Sobretudo, há que ficar rouco de tanto repetir: moralidade é menos uma questão de pessoas do que de instituições. Depende mais de instituições políticas virtuosas do que de políticos virtuosos. Trata-se, aqui, de aplicar aquele teorema da Cibernética, segundo o qual, mediante certos procedimentos (p.ex., a duplicação de controles), é possível com peças falíveis construir um mecanismo infalível. Os políticos (leia-se Cícero) estão e estarão onde sempre estiveram: divididos em variados graus entre os cuidados de sua casa e os de sua república. As instituições é que precisam moralizar-se, higienizar-se.

O novo governo deverá, assim, partir de pressupostos como esses ao abrir a frente da moralidade. O que sugere algumas providências óbvias a serem submetidas à aprovação do Congresso. Só para exemplificar:

-propor um código de governança corporativa para as empresas estatais. E não será preciso inventar nada, é ver a experiência nacional (de algumas estatais) e internacional e adaptar. De fato, no mundo inteiro as grandes empresas, públicas e privadas, se regem por códigos semelhantes. As corporações privadas não deixam de ser públicas (umas quase repúblicas) num específico sentido: não têm dono, sócio controlador. Qualquer delas é uma comunidade numerosa de acionistas, nenhum dos quais possui mais do que uma fração muito modesta do capital acionário. Organizam-se em “partidos” esses acionistas-eleitores e disputam o comando da empresa, e, em caso de vitória, contratam executivos que agem dentro do Código e permanecem enquanto derem bons resultados econômico-financeiros.

-no terreno da moralidade política stricto sensu, propor alterar a lei partidária, de sorte a reduzir o número de legendas a um máximo de cinco ou seis, número capaz de cobrir o espectro ideológico. Um quadro partidário assim desenhado melhorará a qualidade de algo imprescindível à governabilidade no Brasil (independentemente de o regime ser ou não presidencialista): a negociação Executivo-Congresso para a formação de uma coalisão de governo. O resultado será uma redução do custo-trabalho das negociações e isso não só agilizará as ações como servirá de inibidor de mensalões e petrolões...

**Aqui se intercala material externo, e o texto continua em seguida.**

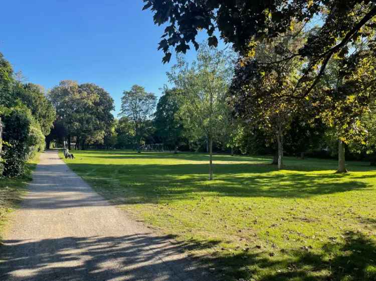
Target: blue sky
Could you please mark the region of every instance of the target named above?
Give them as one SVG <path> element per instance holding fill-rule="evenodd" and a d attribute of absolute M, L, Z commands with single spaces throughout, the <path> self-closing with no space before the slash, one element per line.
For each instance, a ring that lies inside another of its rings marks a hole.
<path fill-rule="evenodd" d="M 160 96 L 173 64 L 161 63 L 163 28 L 143 6 L 142 0 L 4 2 L 0 52 L 28 82 L 46 89 L 64 80 L 103 88 L 115 100 L 116 116 L 123 91 L 134 84 Z M 192 50 L 187 58 L 195 55 Z"/>

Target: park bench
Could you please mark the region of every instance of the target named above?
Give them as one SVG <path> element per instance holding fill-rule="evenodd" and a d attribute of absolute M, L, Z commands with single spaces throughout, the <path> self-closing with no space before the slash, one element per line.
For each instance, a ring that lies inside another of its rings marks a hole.
<path fill-rule="evenodd" d="M 70 159 L 74 159 L 74 156 L 72 153 L 69 153 L 69 151 L 68 148 L 64 148 L 64 157 L 67 159 L 70 158 Z"/>

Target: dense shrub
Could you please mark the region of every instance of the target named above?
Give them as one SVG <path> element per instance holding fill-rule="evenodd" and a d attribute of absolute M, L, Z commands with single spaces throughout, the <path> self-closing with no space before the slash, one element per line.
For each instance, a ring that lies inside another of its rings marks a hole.
<path fill-rule="evenodd" d="M 44 136 L 30 110 L 25 106 L 6 108 L 2 114 L 4 125 L 3 176 L 24 174 L 25 162 L 44 149 Z"/>

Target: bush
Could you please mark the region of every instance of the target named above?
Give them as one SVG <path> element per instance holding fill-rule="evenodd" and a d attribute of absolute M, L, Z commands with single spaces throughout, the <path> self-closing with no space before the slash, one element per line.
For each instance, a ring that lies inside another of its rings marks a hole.
<path fill-rule="evenodd" d="M 25 106 L 6 108 L 2 114 L 4 125 L 3 176 L 22 176 L 28 160 L 44 149 L 44 136 L 30 110 Z"/>

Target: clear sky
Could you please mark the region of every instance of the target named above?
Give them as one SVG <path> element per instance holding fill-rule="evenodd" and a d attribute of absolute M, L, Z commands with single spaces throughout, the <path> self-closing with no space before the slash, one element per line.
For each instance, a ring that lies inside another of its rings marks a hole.
<path fill-rule="evenodd" d="M 142 0 L 12 0 L 2 3 L 0 52 L 28 82 L 92 82 L 115 100 L 134 84 L 160 94 L 165 72 L 157 50 L 163 28 Z M 204 34 L 200 40 L 206 38 Z M 189 50 L 187 59 L 196 56 Z"/>

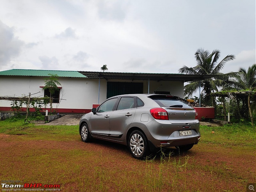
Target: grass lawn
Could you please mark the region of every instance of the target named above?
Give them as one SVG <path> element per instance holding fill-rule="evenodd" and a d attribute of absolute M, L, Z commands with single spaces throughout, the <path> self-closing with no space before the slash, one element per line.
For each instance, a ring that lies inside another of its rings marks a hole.
<path fill-rule="evenodd" d="M 201 126 L 200 131 L 188 151 L 170 148 L 141 161 L 124 146 L 82 142 L 78 125 L 0 121 L 0 179 L 59 184 L 64 191 L 236 192 L 256 182 L 255 127 Z"/>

-há, ainda, que propor modificações na lei eleitoral, de forma a reduzir o custo de campanha (logo, a necessidade de financiamento). Algo já se encontra encaminhado, como o encurtamento do prazo de propaganda, certas limitações na formatação dos programas de rádio e TV. Nas eleições para vereador e deputado, há que fazer uma experiência com alguma modalidade de voto distrital.

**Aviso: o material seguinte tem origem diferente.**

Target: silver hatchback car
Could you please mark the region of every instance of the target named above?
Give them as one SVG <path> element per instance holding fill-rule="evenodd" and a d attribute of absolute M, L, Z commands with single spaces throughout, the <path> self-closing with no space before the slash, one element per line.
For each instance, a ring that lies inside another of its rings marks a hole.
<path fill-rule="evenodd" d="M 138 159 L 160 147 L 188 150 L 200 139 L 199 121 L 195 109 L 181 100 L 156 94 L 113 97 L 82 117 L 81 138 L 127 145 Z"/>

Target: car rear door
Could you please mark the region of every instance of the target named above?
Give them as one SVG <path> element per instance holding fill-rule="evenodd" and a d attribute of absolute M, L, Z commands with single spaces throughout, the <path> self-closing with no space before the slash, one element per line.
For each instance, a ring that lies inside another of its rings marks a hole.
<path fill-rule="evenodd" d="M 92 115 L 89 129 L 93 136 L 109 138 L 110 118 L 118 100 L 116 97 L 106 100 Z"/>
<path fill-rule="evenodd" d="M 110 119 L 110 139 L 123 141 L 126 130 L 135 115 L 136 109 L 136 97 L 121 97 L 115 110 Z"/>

O fundamental é que caia o custo para os candidatos. E falo em experiência porque acho salutar na criação institucional uma espécie de dúvida metódica: não aderir a priori a uma ideia por melhor que pareça, por mais bem intencionada que seja. Experimentar. Se der um bom resultado, ótimo. Se não, não serve. É a transposição do princípio bíblico de julgar a árvore pelos frutos.

De resto, não se pode esquecer o efeito moralizador que teria uma retomada do programa de privatizações dos anos 90. É que, além de outras virtudes, a privatização privatiza a corrupção...

E a liderança escalada constitucionalmente para o novo governo? Estará ela à altura da situação? Para ser sincero, é a menor das minhas preocupações. Basta que não tenha prontuário... Falei de Edmund Burke, lembro agora Thomas Paine, autor do Common Sense, aquele panfleto que ajudou na luta pela independência americana. Ali, disse ele, e ficou, que os tempos difíceis têm o dom de revelar os homens. O momento põe a tarefa, como um problema diante de um enxadrista. Grandes serão aqueles que souberem responder. Noutras palavras, não há liderança prévia a uma crise como a que vivemos. E uma coisa é certa: o país sobreviverá a ela. Que a enfrente com coragem, sabedoria, senso de grandeza e sem sair um milímetro do Estado de Direito. Passada a tormenta, conheceremos os novos heróis.